§ 4.101 Official rulings and interpretations in this subpart.
(a) The purpose of this subpart is to provide, pursuant to the authority cited in § 4.102, official rulings and interpretations with respect to the application of the McNamara-O'Hara Service Contract Act for the guidance of the agencies of the United States and the District of Columbia which may enter into and administer contracts subject to its provisions, the persons desiring to enter into such contracts with these agencies, and the contractors, subcontractors, and employees who perform work under such contracts.
(b) These rulings and interpretations are intended to indicate the construction of the law and regulations which the Department of Labor believes to be correct and which will be followed in the administration of the Act unless and until directed otherwise by Act of Congress or by authoritative ruling of the courts, or if it is concluded upon reexamination of an interpretation that it is incorrect.
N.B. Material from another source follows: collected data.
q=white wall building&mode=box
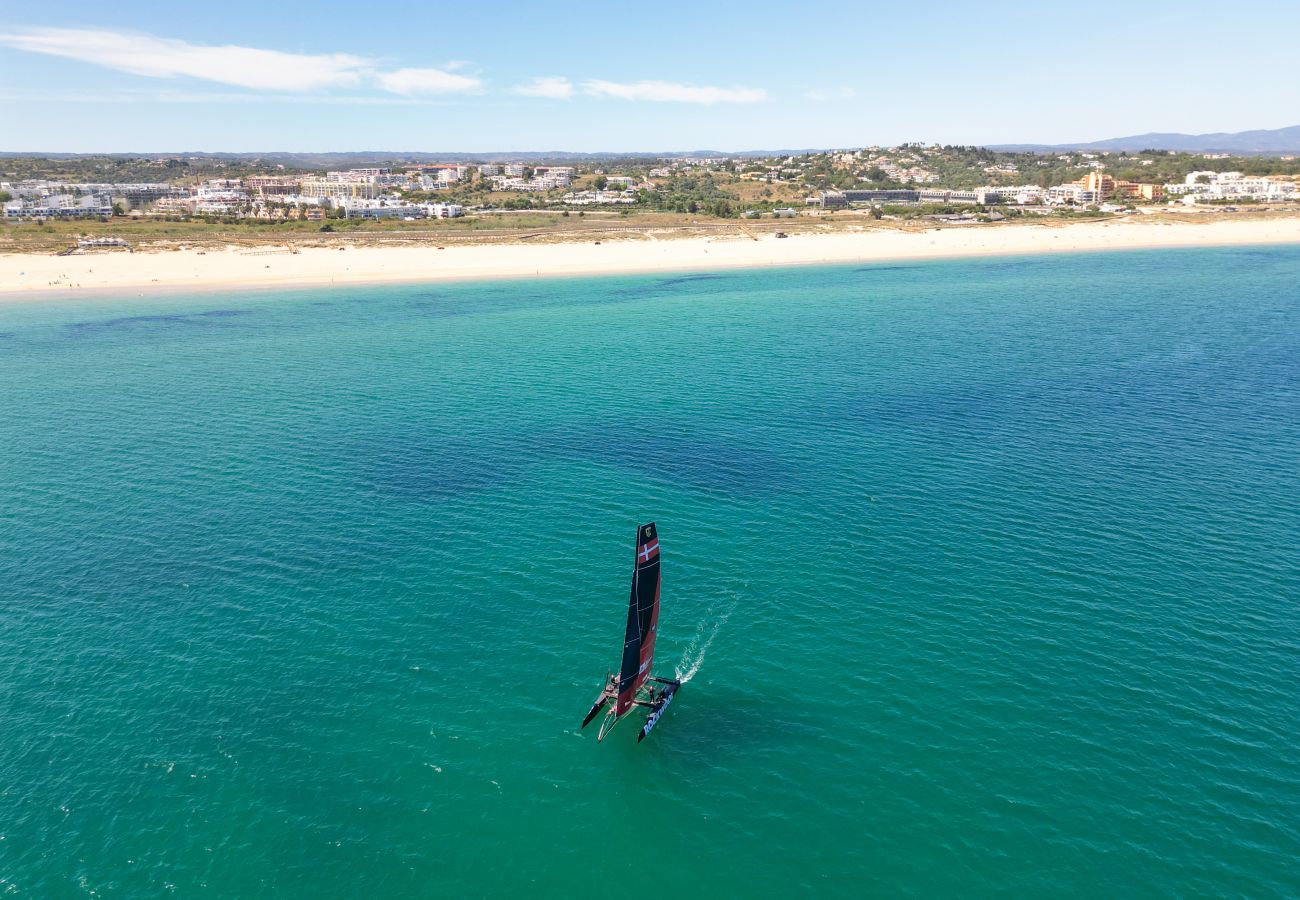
[561,190,636,205]
[3,194,114,218]
[421,202,464,218]
[1170,171,1297,201]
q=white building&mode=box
[1046,184,1100,205]
[195,201,240,215]
[3,194,114,218]
[415,165,469,184]
[300,180,382,200]
[196,186,247,203]
[561,190,636,205]
[421,202,464,218]
[1171,171,1297,201]
[326,167,390,182]
[338,199,464,219]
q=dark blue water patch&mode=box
[614,273,730,299]
[1216,248,1293,271]
[665,687,828,757]
[398,284,573,319]
[965,258,1041,274]
[851,265,920,275]
[193,309,251,319]
[359,418,788,503]
[66,314,191,332]
[0,331,16,339]
[648,273,727,289]
[405,295,458,318]
[398,279,700,321]
[64,309,253,334]
[547,421,786,495]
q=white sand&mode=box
[3,216,1300,298]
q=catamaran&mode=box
[581,522,681,742]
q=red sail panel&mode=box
[616,522,662,715]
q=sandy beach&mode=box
[3,215,1300,298]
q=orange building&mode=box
[1081,171,1116,196]
[1073,171,1164,202]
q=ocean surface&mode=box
[2,247,1298,897]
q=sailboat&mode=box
[581,522,681,742]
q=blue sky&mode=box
[2,0,1298,153]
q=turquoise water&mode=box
[2,248,1298,897]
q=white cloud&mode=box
[805,86,856,102]
[582,79,766,105]
[0,87,442,105]
[375,67,481,96]
[513,76,575,99]
[0,27,481,96]
[0,27,368,92]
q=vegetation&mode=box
[641,173,739,217]
[0,155,311,184]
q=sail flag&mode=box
[616,522,662,715]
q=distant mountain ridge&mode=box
[4,127,1300,162]
[993,124,1300,155]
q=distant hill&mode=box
[993,125,1300,155]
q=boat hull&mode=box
[637,681,680,742]
[581,692,610,729]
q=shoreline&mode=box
[3,215,1300,299]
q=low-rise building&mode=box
[300,179,381,200]
[337,199,464,219]
[1170,171,1295,201]
[422,202,464,218]
[247,176,302,197]
[3,194,114,218]
[806,188,924,208]
[561,190,636,205]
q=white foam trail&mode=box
[675,594,739,683]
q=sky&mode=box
[2,0,1299,153]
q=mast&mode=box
[615,522,661,716]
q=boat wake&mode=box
[675,594,739,684]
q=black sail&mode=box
[616,522,661,714]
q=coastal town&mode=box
[4,144,1300,292]
[3,146,1298,235]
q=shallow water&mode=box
[2,247,1298,896]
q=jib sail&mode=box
[616,522,661,715]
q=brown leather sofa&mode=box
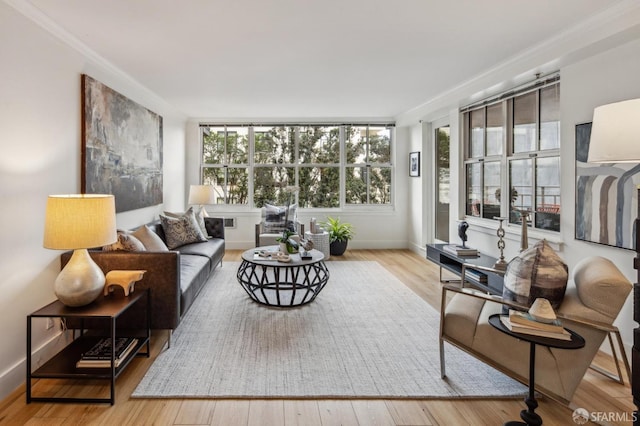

See for example, Skidmore v. Swift & Co., 323 U.S. 134 (1944); Roland Co. v. Walling, 326 U.S. 657 (1946); Endicott Johnson Corp. v. Perkins, 317 U.S. 501, 507–509 (1943); Perkins v. Lukens Steel Co., 310 U.S. 113, 128 (1940); United States v. Western Pacific Railroad Co., 352 U.S. 59 (1956). The Department of Labor (and not the contracting agencies) has the primary and final authority and responsibility for administering and interpreting the Act, including making determinations of coverage. See Woodside Village v. Secretary of Labor, 611 F. 2d 312 (9th Cir. 1980); Nello L. Teer Co. v. United States, 348 F.2d 533, 539–540 (Ct. Cl. 1965), cert. denied, 383 U.S. 934; North Georgia Building & Construction Trades Council v. U.S. Department of Transportation, 399 F. Supp. 58, 63 (N.D. Ga. 1975) (Davis-Bacon Act); Curtiss-Wright Corp. v. McLucas, 364 F. Supp. 750, 769–72 (D.N.J. 1973); and 43 Atty. Gen. Ops. __ (March 9, 1979); 53 Comp. Gen. 647, 649–51 (1974); 57 Comp. Gen. 501, 506 (1978).